Significance. If the measured speedups prove representative across workloads and the partitioning strategies generalize, the work would demonstrate a practical path for accelerating memory-bound sparse tensor kernels via PIM, with explicit credit for the extensive characterization of partitioning, formats, and heterogeneous mapping that enables the reported gains.

major comments (2)
  1. [Abstract] Abstract and experimental results: the headline speedups of 2.37x/2.64x are reported without error bars, workload-size distributions, or baseline implementation details; this directly affects whether the central performance claim can be considered robust rather than potentially influenced by favorable sparsity patterns or tensor sizes.
  2. [Abstract] Abstract: the statement that 'the UPMEM distributed memory system can significantly hinder performance on certain workloads' is load-bearing for the generalization of the speedup claims, yet no quantification is provided of the fraction of tested workloads where speedup exceeds 1x versus where hindrance occurs; this leaves the representativeness of the headline numbers unverified.
minor comments (2)
  1. Clarify the exact state-of-the-art CPU baselines used (library versions, optimization flags) to allow direct reproduction of the reported speedups.
  2. Add a table or figure summarizing the fraction of workloads exhibiting speedup versus slowdown to address the generalization concern.

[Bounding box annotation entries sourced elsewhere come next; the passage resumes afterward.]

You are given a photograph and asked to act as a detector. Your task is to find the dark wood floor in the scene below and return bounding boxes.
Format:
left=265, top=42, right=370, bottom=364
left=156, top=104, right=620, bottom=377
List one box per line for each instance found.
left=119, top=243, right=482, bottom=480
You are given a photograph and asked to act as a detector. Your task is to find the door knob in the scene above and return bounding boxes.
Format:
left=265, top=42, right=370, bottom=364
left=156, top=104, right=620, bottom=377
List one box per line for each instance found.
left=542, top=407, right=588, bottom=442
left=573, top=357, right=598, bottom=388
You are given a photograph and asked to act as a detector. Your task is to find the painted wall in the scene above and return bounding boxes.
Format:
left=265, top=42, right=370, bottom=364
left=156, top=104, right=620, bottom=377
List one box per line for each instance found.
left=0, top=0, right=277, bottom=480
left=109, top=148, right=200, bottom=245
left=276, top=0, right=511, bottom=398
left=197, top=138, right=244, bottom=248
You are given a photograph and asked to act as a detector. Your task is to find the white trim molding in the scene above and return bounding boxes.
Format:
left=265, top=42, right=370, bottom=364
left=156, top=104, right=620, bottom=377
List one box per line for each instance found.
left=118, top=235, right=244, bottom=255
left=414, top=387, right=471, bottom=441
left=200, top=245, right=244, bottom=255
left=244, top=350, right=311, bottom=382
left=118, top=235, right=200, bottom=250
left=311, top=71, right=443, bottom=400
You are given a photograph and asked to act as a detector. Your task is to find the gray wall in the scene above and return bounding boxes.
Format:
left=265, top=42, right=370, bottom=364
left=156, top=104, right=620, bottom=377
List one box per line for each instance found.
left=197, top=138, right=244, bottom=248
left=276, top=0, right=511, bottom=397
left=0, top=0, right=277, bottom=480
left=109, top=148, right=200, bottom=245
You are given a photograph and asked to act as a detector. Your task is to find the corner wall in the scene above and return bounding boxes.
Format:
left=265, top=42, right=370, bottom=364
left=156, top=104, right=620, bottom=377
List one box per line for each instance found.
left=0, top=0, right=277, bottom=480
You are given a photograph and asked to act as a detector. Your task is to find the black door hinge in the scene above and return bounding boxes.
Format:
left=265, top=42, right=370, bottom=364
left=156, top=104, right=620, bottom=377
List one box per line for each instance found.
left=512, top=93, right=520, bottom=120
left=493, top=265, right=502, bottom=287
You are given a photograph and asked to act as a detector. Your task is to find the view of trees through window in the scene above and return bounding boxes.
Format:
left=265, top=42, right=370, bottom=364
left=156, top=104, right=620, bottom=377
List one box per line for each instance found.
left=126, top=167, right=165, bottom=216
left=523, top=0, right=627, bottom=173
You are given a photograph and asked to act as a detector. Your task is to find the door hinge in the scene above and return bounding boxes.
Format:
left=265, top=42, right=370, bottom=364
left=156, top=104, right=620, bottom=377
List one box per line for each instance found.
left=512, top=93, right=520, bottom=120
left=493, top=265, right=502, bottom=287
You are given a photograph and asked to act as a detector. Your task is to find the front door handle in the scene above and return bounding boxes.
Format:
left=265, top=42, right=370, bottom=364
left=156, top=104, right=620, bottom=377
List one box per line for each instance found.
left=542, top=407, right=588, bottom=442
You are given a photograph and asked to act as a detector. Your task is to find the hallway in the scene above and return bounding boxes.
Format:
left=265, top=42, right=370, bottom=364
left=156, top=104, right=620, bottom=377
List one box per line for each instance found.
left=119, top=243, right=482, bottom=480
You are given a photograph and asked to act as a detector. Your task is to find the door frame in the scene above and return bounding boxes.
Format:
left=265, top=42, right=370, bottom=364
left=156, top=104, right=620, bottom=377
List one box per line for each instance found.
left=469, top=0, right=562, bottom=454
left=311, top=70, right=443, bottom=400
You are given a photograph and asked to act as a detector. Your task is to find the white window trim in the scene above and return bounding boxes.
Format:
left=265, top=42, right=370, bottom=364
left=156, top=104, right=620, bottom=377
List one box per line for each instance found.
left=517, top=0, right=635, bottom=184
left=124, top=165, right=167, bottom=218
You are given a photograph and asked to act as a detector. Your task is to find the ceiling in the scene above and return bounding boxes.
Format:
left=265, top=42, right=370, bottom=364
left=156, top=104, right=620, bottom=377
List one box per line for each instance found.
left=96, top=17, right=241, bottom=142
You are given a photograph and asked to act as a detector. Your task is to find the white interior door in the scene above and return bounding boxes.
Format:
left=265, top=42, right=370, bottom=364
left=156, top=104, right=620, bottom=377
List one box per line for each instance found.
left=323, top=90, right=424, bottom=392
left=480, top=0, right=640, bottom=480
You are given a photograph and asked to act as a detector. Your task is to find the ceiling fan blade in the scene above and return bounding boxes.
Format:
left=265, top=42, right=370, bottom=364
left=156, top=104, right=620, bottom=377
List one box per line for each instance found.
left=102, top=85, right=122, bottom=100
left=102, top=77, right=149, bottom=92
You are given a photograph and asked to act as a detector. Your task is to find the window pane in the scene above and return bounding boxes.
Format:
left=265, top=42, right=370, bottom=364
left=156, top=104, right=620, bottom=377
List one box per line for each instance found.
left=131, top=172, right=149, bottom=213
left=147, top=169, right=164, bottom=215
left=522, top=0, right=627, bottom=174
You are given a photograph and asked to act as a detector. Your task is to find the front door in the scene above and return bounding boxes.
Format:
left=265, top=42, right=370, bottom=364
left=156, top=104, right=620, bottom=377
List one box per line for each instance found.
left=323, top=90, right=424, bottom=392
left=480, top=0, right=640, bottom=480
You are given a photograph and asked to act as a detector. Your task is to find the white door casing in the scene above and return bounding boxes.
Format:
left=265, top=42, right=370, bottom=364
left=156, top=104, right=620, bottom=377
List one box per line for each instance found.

Simulated Author's Rebuttal

2 responses · 0 unresolved

We thank the referee for the detailed feedback on the robustness of our performance claims. We address each major comment below and will revise the manuscript accordingly to strengthen the presentation of results.

read point-by-point responses
  1. Referee: [Abstract] Abstract and experimental results: the headline speedups of 2.37x/2.64x are reported without error bars, workload-size distributions, or baseline implementation details; this directly affects whether the central performance claim can be considered robust rather than potentially influenced by favorable sparsity patterns or tensor sizes.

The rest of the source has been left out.